ANS Global manufacture and sell eco-friendly architectural installations such as green walls and living roofs. They had previously been outsourcing a lot of their sales, but had found this to be an inefficient method of getting their products to customers. Their new approach was to sell their products directly from their website.
The challenge here was introducing potential customers to the products. If someone wasn’t searching Google for a green wall or living roof, how could they come to learn about these products?
I had previously created blog posts for this company with a different goal. These posts had been about the industry and while they mentioned ANS Global’s products, they focused primarily on spreading industry-relevant information.
Now that the company’s sales approach had changed, my approach to the blog also had to adapt. My newer blog posts adapted the company’s tone of voice so it was consistent with older content, but had new priorities. Rather than simply educating the reader on environmental architecture, I was showing them the benefits of ANS Global’s product options.
Because ANS Global operates within quite a technical niche, my writing within this project was very research-oriented.

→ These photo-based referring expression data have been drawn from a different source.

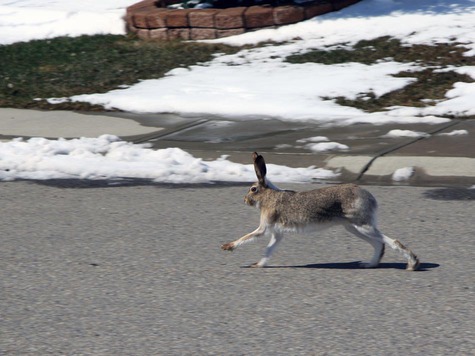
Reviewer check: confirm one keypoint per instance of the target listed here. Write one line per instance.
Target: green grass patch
(431, 85)
(63, 67)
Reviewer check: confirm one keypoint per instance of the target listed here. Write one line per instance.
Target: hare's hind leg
(275, 239)
(367, 234)
(373, 234)
(412, 260)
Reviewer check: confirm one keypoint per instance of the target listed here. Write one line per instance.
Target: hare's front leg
(256, 233)
(274, 241)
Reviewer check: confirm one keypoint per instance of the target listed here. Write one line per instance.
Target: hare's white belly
(307, 228)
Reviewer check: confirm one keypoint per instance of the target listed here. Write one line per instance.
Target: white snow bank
(25, 20)
(326, 146)
(454, 133)
(106, 157)
(313, 139)
(402, 174)
(405, 133)
(257, 88)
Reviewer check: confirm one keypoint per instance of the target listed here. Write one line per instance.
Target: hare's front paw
(228, 247)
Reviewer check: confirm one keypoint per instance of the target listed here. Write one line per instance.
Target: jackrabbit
(285, 210)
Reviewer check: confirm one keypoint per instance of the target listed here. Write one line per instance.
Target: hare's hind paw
(413, 265)
(228, 246)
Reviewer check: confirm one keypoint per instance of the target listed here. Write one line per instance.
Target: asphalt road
(137, 270)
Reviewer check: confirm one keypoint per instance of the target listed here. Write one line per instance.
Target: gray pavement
(100, 269)
(372, 159)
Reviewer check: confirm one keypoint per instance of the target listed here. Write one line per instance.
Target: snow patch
(107, 157)
(403, 174)
(405, 133)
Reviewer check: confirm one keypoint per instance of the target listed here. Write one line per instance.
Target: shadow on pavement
(450, 194)
(356, 265)
(128, 182)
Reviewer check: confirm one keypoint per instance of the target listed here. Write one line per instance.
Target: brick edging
(149, 21)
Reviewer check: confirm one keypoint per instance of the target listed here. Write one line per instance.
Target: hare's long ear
(260, 168)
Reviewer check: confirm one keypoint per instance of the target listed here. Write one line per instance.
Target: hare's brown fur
(283, 210)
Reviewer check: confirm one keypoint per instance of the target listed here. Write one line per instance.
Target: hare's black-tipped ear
(260, 168)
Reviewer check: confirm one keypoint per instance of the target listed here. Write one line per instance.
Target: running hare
(284, 210)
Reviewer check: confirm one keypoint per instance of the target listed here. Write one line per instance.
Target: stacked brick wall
(149, 20)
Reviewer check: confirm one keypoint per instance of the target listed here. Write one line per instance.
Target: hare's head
(256, 191)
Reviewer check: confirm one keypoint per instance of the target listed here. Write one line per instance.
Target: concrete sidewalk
(438, 159)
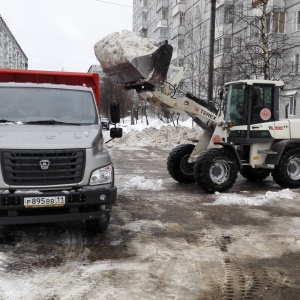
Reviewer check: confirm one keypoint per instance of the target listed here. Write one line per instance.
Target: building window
(296, 23)
(144, 17)
(223, 45)
(163, 32)
(278, 22)
(164, 14)
(182, 19)
(295, 64)
(181, 44)
(228, 14)
(293, 106)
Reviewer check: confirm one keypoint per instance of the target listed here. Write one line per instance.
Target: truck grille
(42, 167)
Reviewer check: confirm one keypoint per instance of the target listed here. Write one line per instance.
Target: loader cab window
(236, 105)
(262, 104)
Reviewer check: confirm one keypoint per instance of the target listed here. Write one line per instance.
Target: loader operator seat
(258, 105)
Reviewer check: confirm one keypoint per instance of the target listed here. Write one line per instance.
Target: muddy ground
(169, 242)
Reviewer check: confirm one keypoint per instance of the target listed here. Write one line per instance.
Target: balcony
(179, 30)
(161, 34)
(162, 23)
(143, 26)
(179, 7)
(161, 4)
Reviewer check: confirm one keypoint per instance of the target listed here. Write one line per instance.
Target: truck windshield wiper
(49, 122)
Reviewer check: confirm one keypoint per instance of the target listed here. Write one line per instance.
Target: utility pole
(211, 51)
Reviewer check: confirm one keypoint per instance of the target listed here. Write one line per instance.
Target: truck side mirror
(115, 112)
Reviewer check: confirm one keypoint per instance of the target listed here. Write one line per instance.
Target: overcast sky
(60, 34)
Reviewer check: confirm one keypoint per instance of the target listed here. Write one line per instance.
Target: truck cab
(54, 167)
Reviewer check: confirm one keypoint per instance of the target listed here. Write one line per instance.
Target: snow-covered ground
(160, 134)
(165, 241)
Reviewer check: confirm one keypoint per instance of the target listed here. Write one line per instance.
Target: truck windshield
(27, 104)
(236, 106)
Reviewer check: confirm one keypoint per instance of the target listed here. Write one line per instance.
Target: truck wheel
(287, 173)
(215, 170)
(98, 225)
(178, 166)
(255, 175)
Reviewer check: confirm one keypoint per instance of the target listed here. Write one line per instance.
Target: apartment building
(11, 54)
(239, 27)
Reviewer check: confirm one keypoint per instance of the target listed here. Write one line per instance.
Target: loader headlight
(102, 175)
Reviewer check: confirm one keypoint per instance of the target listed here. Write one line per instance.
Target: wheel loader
(243, 135)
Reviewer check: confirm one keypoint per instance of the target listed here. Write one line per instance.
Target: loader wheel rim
(186, 167)
(293, 168)
(219, 172)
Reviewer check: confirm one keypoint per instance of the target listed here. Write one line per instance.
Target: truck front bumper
(81, 204)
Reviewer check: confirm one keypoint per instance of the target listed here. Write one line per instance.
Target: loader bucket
(138, 70)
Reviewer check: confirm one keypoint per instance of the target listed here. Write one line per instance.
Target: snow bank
(257, 200)
(121, 47)
(157, 134)
(142, 183)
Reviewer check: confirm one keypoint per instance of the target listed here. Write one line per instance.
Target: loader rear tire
(287, 173)
(215, 170)
(254, 175)
(178, 166)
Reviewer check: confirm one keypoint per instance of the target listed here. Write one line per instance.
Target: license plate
(49, 201)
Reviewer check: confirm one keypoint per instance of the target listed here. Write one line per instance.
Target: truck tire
(215, 170)
(178, 166)
(254, 175)
(287, 173)
(98, 225)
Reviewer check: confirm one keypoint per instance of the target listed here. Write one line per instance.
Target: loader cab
(252, 101)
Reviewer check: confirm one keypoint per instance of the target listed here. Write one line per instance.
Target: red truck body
(69, 78)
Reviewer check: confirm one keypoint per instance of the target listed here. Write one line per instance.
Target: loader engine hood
(20, 136)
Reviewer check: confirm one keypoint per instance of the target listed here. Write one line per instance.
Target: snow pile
(164, 136)
(238, 199)
(142, 183)
(122, 47)
(157, 134)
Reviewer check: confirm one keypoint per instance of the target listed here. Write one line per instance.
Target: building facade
(253, 39)
(11, 54)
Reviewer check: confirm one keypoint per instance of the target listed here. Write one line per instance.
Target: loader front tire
(254, 175)
(287, 173)
(178, 166)
(215, 170)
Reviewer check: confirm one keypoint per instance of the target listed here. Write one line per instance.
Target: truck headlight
(102, 175)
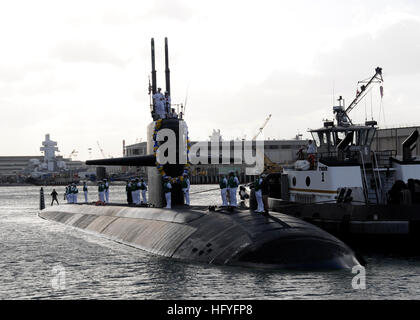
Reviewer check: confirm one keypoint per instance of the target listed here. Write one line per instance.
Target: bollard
(41, 199)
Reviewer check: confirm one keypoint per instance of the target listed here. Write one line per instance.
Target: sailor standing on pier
(143, 188)
(106, 190)
(186, 189)
(85, 191)
(167, 190)
(223, 188)
(233, 184)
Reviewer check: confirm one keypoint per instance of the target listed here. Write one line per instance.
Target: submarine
(212, 235)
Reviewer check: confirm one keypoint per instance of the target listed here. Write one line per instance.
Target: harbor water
(35, 251)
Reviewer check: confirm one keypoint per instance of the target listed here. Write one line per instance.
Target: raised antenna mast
(167, 72)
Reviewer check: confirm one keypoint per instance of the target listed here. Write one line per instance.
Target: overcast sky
(79, 69)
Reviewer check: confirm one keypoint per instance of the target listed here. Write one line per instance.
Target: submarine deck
(195, 233)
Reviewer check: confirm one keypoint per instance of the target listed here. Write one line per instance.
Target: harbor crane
(269, 166)
(342, 112)
(73, 154)
(100, 149)
(262, 127)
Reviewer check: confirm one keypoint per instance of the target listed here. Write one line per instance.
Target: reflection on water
(97, 268)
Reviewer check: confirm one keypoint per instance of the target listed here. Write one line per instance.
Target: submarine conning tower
(169, 132)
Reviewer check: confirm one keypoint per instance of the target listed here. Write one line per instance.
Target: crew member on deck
(128, 187)
(67, 194)
(223, 188)
(71, 197)
(143, 188)
(233, 183)
(159, 103)
(85, 191)
(167, 103)
(167, 190)
(186, 189)
(54, 196)
(311, 154)
(74, 191)
(101, 188)
(258, 194)
(137, 192)
(133, 190)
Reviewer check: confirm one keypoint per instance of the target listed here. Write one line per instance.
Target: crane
(262, 127)
(102, 151)
(73, 153)
(269, 166)
(342, 114)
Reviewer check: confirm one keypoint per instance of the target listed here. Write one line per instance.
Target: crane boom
(363, 89)
(102, 151)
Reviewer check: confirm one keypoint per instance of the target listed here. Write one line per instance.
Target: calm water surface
(97, 268)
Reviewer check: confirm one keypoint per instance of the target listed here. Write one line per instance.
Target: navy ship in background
(223, 236)
(369, 199)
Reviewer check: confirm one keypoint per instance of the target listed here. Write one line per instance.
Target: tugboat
(369, 199)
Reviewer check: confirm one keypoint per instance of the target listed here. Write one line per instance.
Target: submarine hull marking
(241, 238)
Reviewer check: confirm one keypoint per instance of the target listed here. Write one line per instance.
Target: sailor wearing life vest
(74, 191)
(159, 103)
(85, 191)
(258, 194)
(133, 190)
(186, 189)
(233, 183)
(101, 189)
(66, 194)
(128, 191)
(137, 192)
(143, 188)
(167, 101)
(223, 187)
(70, 193)
(106, 191)
(167, 190)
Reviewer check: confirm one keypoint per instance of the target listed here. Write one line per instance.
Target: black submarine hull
(373, 228)
(241, 238)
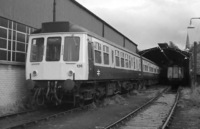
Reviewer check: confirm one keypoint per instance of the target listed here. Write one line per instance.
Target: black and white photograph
(99, 64)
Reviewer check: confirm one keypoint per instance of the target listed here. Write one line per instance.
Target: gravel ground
(153, 116)
(187, 114)
(102, 115)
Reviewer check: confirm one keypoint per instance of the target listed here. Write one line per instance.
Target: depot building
(18, 19)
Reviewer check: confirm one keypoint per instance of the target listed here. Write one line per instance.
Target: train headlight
(70, 73)
(35, 73)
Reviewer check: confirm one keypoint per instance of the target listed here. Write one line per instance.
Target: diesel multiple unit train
(68, 64)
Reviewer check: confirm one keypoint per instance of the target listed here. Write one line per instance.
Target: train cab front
(52, 65)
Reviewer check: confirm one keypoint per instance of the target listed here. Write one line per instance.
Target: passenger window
(126, 61)
(106, 55)
(129, 60)
(97, 49)
(112, 56)
(122, 59)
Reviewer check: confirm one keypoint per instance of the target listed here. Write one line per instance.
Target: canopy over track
(166, 56)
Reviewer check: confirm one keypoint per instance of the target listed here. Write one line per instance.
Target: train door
(91, 59)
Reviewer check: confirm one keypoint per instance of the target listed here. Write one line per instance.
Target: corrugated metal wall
(34, 12)
(31, 13)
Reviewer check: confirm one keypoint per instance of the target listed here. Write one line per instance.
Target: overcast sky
(148, 22)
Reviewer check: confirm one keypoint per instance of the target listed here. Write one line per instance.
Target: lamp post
(54, 10)
(193, 58)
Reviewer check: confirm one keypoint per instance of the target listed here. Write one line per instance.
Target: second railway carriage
(66, 63)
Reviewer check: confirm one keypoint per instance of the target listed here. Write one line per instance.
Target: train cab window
(117, 61)
(53, 49)
(106, 54)
(97, 49)
(37, 50)
(122, 59)
(139, 64)
(71, 49)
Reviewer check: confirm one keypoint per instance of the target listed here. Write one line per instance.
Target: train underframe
(79, 92)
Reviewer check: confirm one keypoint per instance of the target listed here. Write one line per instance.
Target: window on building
(13, 40)
(106, 54)
(71, 49)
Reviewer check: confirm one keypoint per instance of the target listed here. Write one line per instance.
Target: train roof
(63, 27)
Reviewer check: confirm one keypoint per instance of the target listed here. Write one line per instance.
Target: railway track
(18, 120)
(154, 114)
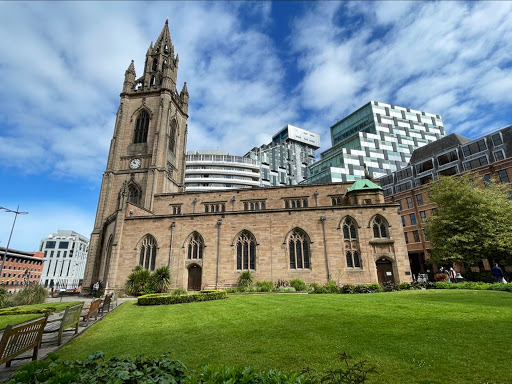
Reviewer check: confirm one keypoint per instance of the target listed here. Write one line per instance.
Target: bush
(298, 284)
(281, 283)
(286, 289)
(317, 288)
(264, 286)
(165, 298)
(137, 281)
(161, 279)
(29, 294)
(245, 279)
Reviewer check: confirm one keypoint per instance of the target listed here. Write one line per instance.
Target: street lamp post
(16, 213)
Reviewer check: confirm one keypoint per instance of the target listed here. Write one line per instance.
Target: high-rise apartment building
(285, 160)
(65, 254)
(215, 170)
(378, 135)
(488, 156)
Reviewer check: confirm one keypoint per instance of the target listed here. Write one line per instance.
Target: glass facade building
(378, 135)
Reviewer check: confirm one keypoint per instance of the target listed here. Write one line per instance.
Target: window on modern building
(141, 128)
(195, 247)
(246, 251)
(147, 254)
(498, 155)
(298, 249)
(487, 180)
(503, 176)
(447, 158)
(380, 227)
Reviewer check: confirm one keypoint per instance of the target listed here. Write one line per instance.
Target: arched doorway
(384, 270)
(194, 278)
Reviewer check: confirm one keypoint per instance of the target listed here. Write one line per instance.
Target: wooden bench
(70, 318)
(105, 304)
(92, 310)
(20, 338)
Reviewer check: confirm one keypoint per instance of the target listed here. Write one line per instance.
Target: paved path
(49, 344)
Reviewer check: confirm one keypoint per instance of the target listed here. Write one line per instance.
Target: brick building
(20, 268)
(490, 156)
(344, 231)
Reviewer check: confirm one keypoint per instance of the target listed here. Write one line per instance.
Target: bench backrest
(71, 315)
(20, 338)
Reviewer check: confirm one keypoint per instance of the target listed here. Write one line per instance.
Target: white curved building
(216, 170)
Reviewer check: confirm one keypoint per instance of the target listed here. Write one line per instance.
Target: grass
(16, 319)
(434, 336)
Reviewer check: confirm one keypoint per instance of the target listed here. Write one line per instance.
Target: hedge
(166, 298)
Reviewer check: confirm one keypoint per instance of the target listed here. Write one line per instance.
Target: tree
(471, 222)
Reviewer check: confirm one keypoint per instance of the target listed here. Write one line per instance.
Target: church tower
(147, 151)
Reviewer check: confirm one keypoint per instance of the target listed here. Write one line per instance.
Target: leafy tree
(470, 222)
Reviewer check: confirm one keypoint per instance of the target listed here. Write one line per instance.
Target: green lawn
(434, 336)
(16, 319)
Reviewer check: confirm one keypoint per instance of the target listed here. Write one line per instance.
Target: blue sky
(250, 67)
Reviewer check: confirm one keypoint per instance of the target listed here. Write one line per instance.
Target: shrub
(389, 286)
(317, 288)
(137, 281)
(298, 284)
(245, 279)
(281, 283)
(180, 291)
(161, 279)
(264, 286)
(405, 286)
(165, 298)
(30, 294)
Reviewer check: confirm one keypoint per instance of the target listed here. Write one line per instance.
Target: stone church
(343, 232)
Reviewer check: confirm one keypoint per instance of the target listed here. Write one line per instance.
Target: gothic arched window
(351, 242)
(133, 194)
(141, 128)
(172, 135)
(195, 246)
(246, 251)
(380, 227)
(298, 248)
(147, 255)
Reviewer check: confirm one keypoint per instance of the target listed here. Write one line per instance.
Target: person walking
(497, 272)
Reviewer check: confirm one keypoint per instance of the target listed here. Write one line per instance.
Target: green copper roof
(363, 184)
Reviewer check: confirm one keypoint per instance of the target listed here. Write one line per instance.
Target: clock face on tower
(135, 163)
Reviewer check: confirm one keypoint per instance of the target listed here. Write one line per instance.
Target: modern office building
(489, 156)
(217, 170)
(65, 255)
(380, 135)
(285, 160)
(20, 268)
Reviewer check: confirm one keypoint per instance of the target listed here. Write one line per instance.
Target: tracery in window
(246, 251)
(351, 243)
(298, 249)
(141, 128)
(147, 253)
(380, 227)
(195, 247)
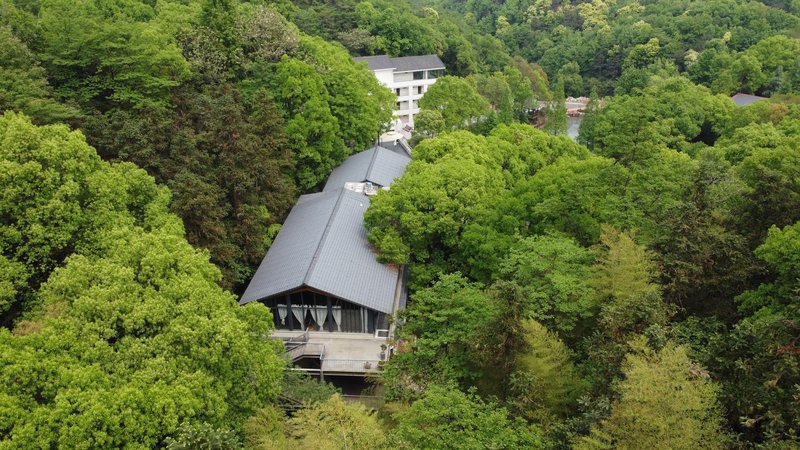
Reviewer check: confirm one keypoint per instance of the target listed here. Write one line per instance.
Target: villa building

Every blog post needed to be factual, educational, and cite reliable sources.
Writing blog posts that discussed the environmental architecture industry required researching many subsections of the topics, such as environmental policies implemented by governments around the world, and new movements in eco-friendly construction and design. As the blog’s purpose evolved, my research moved toward a deeper understanding of the company’s products and their applications for individuals and businesses.
ANS Global’s blog is steadily increasing its viewership numbers, and the website’s product pages are regularly being visited through links within the blog posts.